By analyzing existing cross correlation between Cloudweb and China De Xiao, you can compare the effects of market volatilities on Cloudweb and China De and check how they will diversify away market risk if combined in the same portfolio for a given time horizon. You can also utilize pair trading strategies of matching a long position in Cloudweb with a short position of China De. Check out your portfolio center. Please also check ongoing floating volatility patterns of Cloudweb and China De.
Diversification Opportunities for Cloudweb and China De
Very weak diversification
The 3 months correlation between Cloudweb and China is 0.51. Overlapping area represents the amount of risk that can be diversified away by holding Cloudweb and China De Xiao in the same portfolio, assuming nothing else is changed. The correlation between historical prices or returns on China De Xiao and Cloudweb is a relative statistical measure of the degree to which these equity instruments tend to move together. The correlation coefficient measures the extent to which returns on Cloudweb are associated (or correlated) with China De. Values of the correlation coefficient range from -1 to +1, where. The correlation of zero (0) is possible when the price movement of China De Xiao has no effect on the direction of Cloudweb i.e., Cloudweb and China De go up and down completely randomly.

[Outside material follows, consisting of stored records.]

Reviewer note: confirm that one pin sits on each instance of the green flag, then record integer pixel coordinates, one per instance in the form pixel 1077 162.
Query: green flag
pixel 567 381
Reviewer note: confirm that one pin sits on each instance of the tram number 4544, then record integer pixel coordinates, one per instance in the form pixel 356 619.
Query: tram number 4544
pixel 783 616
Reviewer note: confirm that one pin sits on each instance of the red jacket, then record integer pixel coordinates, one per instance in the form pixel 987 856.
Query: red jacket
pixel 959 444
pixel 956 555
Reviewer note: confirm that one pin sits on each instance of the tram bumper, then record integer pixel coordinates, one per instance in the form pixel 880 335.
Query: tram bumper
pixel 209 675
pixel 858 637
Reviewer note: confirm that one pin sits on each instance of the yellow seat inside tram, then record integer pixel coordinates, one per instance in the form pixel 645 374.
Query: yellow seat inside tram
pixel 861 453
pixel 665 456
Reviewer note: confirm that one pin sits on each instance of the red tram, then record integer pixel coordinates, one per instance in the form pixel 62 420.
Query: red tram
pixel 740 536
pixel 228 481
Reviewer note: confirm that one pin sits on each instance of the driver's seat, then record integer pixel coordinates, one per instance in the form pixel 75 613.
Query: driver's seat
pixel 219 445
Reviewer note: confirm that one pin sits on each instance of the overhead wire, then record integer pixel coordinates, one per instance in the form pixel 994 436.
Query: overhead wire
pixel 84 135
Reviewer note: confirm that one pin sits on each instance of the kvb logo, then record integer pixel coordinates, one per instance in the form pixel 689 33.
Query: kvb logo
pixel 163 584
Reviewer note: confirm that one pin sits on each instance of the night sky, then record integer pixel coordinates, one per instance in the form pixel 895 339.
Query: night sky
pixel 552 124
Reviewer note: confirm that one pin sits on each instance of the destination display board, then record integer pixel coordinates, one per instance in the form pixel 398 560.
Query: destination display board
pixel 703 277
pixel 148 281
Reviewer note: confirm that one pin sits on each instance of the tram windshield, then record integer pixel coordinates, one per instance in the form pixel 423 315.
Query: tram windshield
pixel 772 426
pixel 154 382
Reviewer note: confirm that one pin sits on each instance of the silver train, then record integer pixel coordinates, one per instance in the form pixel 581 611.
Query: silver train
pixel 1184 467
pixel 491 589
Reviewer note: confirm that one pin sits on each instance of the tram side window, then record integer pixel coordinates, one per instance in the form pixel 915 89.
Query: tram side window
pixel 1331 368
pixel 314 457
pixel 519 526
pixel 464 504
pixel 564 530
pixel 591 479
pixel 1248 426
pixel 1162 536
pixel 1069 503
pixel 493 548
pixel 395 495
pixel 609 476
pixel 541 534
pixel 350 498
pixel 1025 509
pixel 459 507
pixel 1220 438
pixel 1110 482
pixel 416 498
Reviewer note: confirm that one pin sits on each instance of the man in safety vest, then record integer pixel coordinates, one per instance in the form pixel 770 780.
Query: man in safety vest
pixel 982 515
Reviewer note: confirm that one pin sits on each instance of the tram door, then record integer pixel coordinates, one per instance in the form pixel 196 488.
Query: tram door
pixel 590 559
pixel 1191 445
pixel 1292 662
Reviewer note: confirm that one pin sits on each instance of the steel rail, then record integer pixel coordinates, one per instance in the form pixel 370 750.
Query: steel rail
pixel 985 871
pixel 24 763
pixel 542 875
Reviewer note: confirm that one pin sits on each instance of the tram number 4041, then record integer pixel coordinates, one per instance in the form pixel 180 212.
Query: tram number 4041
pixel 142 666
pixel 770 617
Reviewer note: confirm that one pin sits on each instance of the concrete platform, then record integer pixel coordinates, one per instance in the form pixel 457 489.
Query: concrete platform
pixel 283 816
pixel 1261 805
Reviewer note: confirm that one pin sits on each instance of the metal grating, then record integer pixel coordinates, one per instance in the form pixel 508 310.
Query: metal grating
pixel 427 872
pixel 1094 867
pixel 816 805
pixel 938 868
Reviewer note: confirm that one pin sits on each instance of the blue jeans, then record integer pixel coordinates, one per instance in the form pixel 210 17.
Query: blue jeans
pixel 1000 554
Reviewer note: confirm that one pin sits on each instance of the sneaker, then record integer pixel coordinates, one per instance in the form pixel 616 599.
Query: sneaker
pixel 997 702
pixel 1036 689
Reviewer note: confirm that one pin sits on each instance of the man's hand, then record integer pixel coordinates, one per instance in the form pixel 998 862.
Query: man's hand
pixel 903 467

Pair Corralation between Cloudweb and China De
Given the investment horizon of 90 days Cloudweb is expected to generate 2.24 times more return on investment than China De. However, Cloudweb is 2.24 times more volatile than China De Xiao. It trades about 0.05 of its potential returns per unit of risk. China De Xiao is currently generating about -0.13 per unit of risk. If you would invest 4.99 in Cloudweb on October 26, 2024 and sell it today you would lose (0.79) from holding Cloudweb or give up 15.83% of portfolio value over 90 days.
Time Period | 3 Months [change] |
Direction | Moves Together |
Strength | Weak |
Accuracy | 100.0% |
Values | Daily Returns |
Cloudweb vs. China De Xiao
Performance |
Timeline |
Cloudweb |
China De Xiao |
Cloudweb and China De Volatility Contrast
Predicted Return Density |
Returns |
Pair Trading with Cloudweb and China De
The main advantage of trading using opposite Cloudweb and China De positions is that it hedges away some unsystematic risk. Because of two separate transactions, even if Cloudweb position performs unexpectedly, China De can make up some of the losses. Pair trading also minimizes risk from directional movements in the market. For example, if an entire industry or sector drops because of unexpected headlines, the short position in China De will offset losses from the drop in China De's long position.Cloudweb vs. Golden Star Acquisition | Cloudweb vs. UHF Logistics Group | Cloudweb vs. Green Leaf Innovations | Cloudweb vs. Carefree Group |
China De vs. New Generation Consumer | China De vs. Southern ITS International | China De vs. A1 Group | China De vs. Cloudweb |
Check out your portfolio center.Note that this page's information should be used as a complementary analysis to find the right mix of equity instruments to add to your existing portfolios or create a brand new portfolio. You can also try the CEOs Directory module to screen CEOs from public companies around the world.